17. In Indian Drugs & Pharmaceuticals Ltd. and others (supra), the Apex Court relying upon its earlier decisions in Oil & Natural Gas Commission v. Assn. of Natural Gas Consuming Industries of Gujarat, 1990 Supp. SCC 397 in Krishnan Kakkanth vs. Govt. of Kerala and others, (1997) 9 SCC 495 and in Hindustan Paper Corpn. Ltd. v. Govt. of Kerala (1986) 3 SCC 398 held that the preference shown to cooperative institutions or public sector undertakings being in public interest, will not be construed as arbitrary, so as to give rise to a contention of violation of Article 14 of the Constitution of India. The ratio of these decisions is also perfectly applicable to the facts of the present case. 18. Clause 29 of the tender document, in our view cannot be said to be discriminatory inasmuch as the Government or public sector undertakings is a class in itself and the aforesaid Supreme Court's Judgments show that a special treatment can be given to the Government or public sector undertakings or the companies wholly owned by the Government.
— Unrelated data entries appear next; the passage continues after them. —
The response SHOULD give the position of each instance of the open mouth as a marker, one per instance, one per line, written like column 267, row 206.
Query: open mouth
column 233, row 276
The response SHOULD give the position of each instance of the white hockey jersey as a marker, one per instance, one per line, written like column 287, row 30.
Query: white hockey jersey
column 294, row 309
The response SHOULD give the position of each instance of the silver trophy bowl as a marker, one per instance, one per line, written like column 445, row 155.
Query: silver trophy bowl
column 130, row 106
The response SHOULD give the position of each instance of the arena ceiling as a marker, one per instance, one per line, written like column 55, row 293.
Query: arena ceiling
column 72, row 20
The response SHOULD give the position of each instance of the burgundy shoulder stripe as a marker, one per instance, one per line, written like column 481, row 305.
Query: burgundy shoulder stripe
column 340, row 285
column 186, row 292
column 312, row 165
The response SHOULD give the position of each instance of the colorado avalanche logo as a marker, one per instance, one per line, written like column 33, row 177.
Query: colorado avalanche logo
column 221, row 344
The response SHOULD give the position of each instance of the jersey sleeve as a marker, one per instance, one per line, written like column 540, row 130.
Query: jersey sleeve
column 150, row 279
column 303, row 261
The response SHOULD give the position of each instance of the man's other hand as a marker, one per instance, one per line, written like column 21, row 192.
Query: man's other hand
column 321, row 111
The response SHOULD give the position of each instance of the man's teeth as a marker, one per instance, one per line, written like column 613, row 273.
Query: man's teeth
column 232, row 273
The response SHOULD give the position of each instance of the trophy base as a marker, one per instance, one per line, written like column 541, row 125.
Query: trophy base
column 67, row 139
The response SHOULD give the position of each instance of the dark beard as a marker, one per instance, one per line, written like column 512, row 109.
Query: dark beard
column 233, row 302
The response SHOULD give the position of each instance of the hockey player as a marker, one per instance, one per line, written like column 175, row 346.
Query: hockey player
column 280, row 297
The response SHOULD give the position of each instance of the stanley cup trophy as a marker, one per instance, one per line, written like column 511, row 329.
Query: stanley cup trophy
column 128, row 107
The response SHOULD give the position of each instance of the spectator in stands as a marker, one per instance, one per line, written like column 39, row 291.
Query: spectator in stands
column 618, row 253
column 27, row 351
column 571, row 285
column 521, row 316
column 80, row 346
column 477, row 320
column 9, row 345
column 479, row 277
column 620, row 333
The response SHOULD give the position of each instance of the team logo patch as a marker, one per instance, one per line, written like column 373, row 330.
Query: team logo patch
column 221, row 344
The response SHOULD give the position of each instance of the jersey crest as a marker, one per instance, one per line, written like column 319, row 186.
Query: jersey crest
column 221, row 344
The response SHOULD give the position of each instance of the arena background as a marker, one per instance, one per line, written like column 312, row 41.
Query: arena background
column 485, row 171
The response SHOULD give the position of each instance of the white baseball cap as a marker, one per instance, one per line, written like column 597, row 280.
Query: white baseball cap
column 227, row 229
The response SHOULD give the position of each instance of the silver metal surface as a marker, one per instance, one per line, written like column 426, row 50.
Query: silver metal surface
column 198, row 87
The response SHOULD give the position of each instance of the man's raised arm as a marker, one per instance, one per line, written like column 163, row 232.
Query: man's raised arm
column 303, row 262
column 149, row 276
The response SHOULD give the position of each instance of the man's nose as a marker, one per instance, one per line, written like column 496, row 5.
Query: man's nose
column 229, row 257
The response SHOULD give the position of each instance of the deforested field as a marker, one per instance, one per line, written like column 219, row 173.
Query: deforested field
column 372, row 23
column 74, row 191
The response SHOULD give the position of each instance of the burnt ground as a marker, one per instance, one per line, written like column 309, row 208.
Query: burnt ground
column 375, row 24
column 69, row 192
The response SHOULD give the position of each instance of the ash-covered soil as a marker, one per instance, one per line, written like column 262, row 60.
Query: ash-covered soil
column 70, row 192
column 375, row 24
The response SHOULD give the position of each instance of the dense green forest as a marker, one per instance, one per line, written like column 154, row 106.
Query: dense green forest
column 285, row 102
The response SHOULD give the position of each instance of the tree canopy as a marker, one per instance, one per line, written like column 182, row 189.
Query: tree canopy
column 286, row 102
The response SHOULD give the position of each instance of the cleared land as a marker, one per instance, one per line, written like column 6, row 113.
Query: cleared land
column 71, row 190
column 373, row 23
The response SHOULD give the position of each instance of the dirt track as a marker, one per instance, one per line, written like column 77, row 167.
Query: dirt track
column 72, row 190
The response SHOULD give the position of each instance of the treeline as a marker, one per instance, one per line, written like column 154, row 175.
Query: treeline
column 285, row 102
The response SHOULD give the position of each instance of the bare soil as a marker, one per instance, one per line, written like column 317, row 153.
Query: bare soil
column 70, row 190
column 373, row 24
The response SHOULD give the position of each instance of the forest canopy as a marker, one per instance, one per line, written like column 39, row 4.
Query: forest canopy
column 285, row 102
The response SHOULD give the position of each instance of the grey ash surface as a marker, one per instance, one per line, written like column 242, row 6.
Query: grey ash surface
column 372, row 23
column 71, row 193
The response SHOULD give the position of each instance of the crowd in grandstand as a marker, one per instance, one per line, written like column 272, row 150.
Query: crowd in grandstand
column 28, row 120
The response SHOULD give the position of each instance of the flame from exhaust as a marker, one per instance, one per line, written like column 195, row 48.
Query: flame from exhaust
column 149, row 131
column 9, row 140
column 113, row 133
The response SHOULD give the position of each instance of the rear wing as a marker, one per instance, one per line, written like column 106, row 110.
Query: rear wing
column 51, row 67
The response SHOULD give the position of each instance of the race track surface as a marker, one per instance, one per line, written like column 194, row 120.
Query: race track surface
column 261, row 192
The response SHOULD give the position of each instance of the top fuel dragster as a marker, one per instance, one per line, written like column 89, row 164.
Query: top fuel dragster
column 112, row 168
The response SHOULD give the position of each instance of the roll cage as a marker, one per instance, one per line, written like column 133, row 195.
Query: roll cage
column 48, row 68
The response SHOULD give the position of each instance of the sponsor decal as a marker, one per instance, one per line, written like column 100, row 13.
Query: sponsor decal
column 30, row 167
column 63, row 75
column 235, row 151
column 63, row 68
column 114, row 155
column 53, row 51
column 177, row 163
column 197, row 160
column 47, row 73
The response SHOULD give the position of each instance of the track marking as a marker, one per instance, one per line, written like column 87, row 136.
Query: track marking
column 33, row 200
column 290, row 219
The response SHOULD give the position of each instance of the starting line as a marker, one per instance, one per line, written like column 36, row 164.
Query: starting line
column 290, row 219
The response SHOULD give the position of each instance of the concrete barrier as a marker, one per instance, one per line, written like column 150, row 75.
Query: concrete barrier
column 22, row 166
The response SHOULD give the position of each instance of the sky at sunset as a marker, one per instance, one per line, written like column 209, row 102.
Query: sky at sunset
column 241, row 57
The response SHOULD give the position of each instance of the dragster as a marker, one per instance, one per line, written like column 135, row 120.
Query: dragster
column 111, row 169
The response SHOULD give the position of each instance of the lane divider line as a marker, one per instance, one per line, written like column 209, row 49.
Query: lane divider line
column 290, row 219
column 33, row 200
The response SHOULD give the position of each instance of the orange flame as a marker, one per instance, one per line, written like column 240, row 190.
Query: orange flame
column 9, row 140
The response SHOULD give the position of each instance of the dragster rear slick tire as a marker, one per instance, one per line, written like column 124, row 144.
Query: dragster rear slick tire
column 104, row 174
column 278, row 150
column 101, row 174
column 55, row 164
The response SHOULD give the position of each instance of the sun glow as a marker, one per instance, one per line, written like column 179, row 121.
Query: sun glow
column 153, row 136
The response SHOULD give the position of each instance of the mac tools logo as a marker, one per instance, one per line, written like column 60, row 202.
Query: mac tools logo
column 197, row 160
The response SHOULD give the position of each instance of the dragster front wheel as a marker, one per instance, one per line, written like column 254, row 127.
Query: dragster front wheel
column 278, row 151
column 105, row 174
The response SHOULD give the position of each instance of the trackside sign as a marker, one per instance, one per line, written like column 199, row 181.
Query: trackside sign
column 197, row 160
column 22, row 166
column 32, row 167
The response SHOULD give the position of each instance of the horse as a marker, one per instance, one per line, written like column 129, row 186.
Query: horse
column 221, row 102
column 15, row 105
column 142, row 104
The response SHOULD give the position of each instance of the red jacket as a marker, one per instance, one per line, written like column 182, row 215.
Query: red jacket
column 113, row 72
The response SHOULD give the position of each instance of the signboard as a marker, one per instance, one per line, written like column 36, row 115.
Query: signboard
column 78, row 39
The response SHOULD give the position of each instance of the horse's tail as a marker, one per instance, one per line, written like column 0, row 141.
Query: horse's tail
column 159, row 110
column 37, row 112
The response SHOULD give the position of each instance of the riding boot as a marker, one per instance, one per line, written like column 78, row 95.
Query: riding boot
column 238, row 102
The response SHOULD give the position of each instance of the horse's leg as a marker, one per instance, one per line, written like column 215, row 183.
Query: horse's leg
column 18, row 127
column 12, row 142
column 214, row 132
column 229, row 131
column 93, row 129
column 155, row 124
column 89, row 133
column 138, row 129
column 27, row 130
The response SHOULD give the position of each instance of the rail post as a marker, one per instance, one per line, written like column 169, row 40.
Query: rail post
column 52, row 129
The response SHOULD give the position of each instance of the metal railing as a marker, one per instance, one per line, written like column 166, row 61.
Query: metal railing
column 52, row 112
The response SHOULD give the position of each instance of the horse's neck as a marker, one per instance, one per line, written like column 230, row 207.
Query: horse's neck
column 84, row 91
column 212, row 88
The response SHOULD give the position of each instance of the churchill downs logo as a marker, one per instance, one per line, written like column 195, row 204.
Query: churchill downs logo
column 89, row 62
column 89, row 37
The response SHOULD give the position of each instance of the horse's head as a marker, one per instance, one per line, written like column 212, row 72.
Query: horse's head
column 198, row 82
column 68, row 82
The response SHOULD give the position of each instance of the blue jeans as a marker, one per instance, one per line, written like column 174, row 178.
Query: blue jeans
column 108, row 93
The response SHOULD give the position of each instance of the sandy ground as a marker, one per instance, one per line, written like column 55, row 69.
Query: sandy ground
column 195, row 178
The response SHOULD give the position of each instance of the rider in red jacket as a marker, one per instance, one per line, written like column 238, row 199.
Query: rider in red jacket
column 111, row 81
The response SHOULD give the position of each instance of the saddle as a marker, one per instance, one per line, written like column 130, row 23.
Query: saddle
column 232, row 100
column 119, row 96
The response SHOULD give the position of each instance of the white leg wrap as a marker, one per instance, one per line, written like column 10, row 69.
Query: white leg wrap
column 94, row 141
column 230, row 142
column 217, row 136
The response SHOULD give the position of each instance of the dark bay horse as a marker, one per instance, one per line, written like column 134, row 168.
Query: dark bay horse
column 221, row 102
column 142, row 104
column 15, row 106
In order to contend that clause 29 is discriminatory, the petitioner must show that the petitioner and respondent No.4 are similarly situated. In our opinion, the petitioner and respondent No.4 cannot be said to be similarly situated and, therefore, there is no question of discrimination as such. 19. As far as the malafides are concerned, the same are required to be pleaded. Perusal of the petition does not disclose any malafides on the part of respondent No.1. 20. Taking overall facts and circumstances of the case into consideration, we are not inclined to entertain this writ petition in exercise of extraordinary jurisdiction of this Court under Article 226 of the Constitution of India. The petition is, accordingly, rejected. No order as to costs.